Wojsko, bezpieczeństwo, geopolityka, wojna na Ukrainie

Rewolucyjny bezzałogowiec Ultra LEAP z USA zakończył wstępne testy

Fot. Air Force Research Laboratory
Fot. Air Force Research Laboratory

Amerykańskie siły powietrzne zakończyły wstępne testy rewolucyjnego, bezzałogowego systemu powietrznego Ultra LEAP wyposażonego w cały pakiet systemów wywiadowczych, obserwacyjnych i rozpoznawczych. Jako „rewolucyjne” traktowane jest połączenie rzadko spotykanej długości lotu, niskich kosztów pozyskania i wykorzystania operacyjnego oraz stosunkowo małych wymagań w odniesieniu do obsługi technicznej i operatorów.

Próby w powietrzu nowego bezzałogowca rozpoczęły się w lutym 2019 r. na poligonie Dugway Proving Ground w stanie Utah.
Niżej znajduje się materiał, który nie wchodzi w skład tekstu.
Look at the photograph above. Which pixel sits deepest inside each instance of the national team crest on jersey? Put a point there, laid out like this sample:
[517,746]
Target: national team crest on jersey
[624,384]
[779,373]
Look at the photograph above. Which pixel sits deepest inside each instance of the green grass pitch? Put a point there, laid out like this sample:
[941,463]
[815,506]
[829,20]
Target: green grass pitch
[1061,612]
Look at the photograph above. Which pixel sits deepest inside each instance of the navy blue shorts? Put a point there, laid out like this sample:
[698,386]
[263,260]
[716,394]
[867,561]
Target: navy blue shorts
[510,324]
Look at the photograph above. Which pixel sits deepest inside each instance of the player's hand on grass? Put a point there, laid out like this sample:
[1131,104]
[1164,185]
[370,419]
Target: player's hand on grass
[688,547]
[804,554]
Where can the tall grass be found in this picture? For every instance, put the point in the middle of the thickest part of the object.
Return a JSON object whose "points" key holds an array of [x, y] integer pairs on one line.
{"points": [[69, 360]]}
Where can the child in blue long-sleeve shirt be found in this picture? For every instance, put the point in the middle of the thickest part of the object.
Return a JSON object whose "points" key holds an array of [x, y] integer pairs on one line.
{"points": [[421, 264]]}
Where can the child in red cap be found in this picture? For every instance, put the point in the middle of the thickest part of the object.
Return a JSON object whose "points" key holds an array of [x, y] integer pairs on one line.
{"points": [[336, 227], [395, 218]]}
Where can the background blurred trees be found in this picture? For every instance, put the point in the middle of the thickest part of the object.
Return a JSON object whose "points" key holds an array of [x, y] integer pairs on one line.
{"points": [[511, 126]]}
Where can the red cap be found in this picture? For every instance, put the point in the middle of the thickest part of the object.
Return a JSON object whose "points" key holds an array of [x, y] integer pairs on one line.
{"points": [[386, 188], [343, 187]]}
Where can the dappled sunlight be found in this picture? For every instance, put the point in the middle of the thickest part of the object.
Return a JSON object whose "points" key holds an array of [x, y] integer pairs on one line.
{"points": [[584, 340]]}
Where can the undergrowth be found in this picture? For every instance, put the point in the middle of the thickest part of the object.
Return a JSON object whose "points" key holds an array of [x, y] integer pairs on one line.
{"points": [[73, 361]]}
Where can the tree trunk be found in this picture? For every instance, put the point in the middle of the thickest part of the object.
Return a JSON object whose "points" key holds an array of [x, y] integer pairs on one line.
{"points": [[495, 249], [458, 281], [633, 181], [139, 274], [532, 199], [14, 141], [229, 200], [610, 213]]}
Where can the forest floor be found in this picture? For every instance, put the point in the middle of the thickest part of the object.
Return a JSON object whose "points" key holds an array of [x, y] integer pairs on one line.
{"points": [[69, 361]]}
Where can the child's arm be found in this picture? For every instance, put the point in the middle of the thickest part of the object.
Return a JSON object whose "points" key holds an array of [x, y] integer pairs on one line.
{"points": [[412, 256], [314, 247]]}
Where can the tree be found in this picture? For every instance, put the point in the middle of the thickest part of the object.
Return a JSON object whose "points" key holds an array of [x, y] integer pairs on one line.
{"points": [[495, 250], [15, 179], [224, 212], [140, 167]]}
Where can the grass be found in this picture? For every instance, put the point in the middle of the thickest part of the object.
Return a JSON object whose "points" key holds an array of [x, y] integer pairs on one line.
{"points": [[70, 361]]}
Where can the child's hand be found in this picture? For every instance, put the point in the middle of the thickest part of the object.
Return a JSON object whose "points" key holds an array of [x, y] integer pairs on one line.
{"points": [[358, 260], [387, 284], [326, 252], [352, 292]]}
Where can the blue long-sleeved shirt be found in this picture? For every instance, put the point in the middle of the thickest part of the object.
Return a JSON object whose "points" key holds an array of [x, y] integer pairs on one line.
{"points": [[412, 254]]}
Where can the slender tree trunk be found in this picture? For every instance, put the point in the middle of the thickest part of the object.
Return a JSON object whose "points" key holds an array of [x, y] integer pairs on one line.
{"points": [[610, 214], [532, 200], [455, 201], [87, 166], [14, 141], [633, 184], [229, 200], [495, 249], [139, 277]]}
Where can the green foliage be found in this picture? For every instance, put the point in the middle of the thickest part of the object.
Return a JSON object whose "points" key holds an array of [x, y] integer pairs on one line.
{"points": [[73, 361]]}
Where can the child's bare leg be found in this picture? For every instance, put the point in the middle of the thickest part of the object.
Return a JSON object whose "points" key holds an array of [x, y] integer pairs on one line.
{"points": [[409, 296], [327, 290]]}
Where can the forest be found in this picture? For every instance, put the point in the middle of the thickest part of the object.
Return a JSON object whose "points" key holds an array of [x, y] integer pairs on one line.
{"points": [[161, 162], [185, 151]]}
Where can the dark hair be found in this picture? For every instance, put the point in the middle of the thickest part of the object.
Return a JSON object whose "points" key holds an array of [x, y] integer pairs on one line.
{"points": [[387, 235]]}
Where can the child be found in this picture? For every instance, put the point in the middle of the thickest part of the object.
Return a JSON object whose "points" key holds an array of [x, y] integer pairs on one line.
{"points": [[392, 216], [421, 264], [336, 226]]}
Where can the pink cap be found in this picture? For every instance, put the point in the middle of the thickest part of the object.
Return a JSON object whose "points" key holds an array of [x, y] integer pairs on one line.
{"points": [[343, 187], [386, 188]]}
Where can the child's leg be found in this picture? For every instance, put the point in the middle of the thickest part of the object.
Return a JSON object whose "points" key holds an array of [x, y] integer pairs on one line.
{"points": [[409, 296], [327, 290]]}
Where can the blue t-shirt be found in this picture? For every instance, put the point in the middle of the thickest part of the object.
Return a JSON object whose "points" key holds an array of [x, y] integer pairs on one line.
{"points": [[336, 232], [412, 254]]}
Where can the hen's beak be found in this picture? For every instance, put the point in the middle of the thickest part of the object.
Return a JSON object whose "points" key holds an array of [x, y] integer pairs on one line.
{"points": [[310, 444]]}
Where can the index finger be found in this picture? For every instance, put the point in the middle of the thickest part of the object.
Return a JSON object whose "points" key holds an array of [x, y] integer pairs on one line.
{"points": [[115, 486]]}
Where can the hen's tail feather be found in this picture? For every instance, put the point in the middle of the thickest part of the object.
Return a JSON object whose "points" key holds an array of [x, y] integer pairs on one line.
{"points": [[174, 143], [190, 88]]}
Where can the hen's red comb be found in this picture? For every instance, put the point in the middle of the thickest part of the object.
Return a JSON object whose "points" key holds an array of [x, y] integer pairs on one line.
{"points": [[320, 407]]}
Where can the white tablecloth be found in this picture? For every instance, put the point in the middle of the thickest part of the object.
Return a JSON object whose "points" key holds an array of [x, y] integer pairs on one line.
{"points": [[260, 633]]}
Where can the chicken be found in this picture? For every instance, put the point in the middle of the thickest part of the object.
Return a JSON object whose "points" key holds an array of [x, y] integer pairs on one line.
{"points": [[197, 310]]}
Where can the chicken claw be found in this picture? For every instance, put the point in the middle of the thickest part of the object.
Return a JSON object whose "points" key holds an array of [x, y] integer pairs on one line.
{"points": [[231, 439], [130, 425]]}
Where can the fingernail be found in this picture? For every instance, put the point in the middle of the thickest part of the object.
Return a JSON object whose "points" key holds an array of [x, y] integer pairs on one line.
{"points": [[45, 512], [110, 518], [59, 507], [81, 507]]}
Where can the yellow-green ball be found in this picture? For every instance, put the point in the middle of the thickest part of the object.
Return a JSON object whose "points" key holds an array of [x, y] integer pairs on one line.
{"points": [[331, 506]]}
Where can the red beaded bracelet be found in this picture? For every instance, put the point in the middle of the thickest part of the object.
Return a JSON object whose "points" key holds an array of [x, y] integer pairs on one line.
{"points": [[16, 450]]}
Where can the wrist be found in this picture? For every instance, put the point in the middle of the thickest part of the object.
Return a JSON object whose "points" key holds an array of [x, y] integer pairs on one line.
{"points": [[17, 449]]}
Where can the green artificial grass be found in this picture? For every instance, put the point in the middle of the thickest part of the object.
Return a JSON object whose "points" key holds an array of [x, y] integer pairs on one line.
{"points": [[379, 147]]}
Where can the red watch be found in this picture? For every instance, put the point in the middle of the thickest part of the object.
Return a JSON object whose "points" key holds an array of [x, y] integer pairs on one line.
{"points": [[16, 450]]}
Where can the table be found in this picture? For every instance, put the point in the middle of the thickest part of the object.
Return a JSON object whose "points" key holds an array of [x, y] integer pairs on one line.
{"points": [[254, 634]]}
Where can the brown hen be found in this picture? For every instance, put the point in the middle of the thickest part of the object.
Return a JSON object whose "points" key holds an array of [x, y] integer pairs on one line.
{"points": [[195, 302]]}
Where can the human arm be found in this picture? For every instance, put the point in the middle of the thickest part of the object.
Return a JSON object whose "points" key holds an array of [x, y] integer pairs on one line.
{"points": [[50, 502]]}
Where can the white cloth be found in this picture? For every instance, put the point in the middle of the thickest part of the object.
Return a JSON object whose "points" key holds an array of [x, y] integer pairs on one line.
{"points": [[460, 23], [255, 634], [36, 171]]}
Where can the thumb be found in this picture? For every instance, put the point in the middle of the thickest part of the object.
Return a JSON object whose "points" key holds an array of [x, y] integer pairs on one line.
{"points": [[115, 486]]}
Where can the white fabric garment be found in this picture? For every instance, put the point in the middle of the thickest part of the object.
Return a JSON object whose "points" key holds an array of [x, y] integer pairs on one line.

Ich zakończeniem był trwający bez przerwy dwa i pół dnia lot testowy, który przeprowadzono od 9 do 11 grudnia br. Amerykanie sprawdzili w ten sposób możliwości „lotniczej platformy o ultradługiej autonomiczności” Ultra LEAP (Ultra Long Endurance Aircraft Platform). Została ona zbudowana w oparciu o komercyjny samolot klasy sportowej, który przekształcono na w pełni zautomatyzowany system bezzałogowy z autonomicznymi możliwościami startu i lądowania.

Nawigację tego bezzałogowca zapewniono wykorzystując odporny na zakłócenia radioelektroniczne odbiornik systemu GPS. Samo kierowanie dronem  oraz odbieranie od niego informacji rozpoznawczych odbywa się za pośrednictwem satelitarnego systemu dowodzenia i kontroli. Oznacza to, że Amerykanie opracowali system globalnego zastosowania, którego wykorzystanie może być nadzorowane  z dowolnego miejsca na świecie.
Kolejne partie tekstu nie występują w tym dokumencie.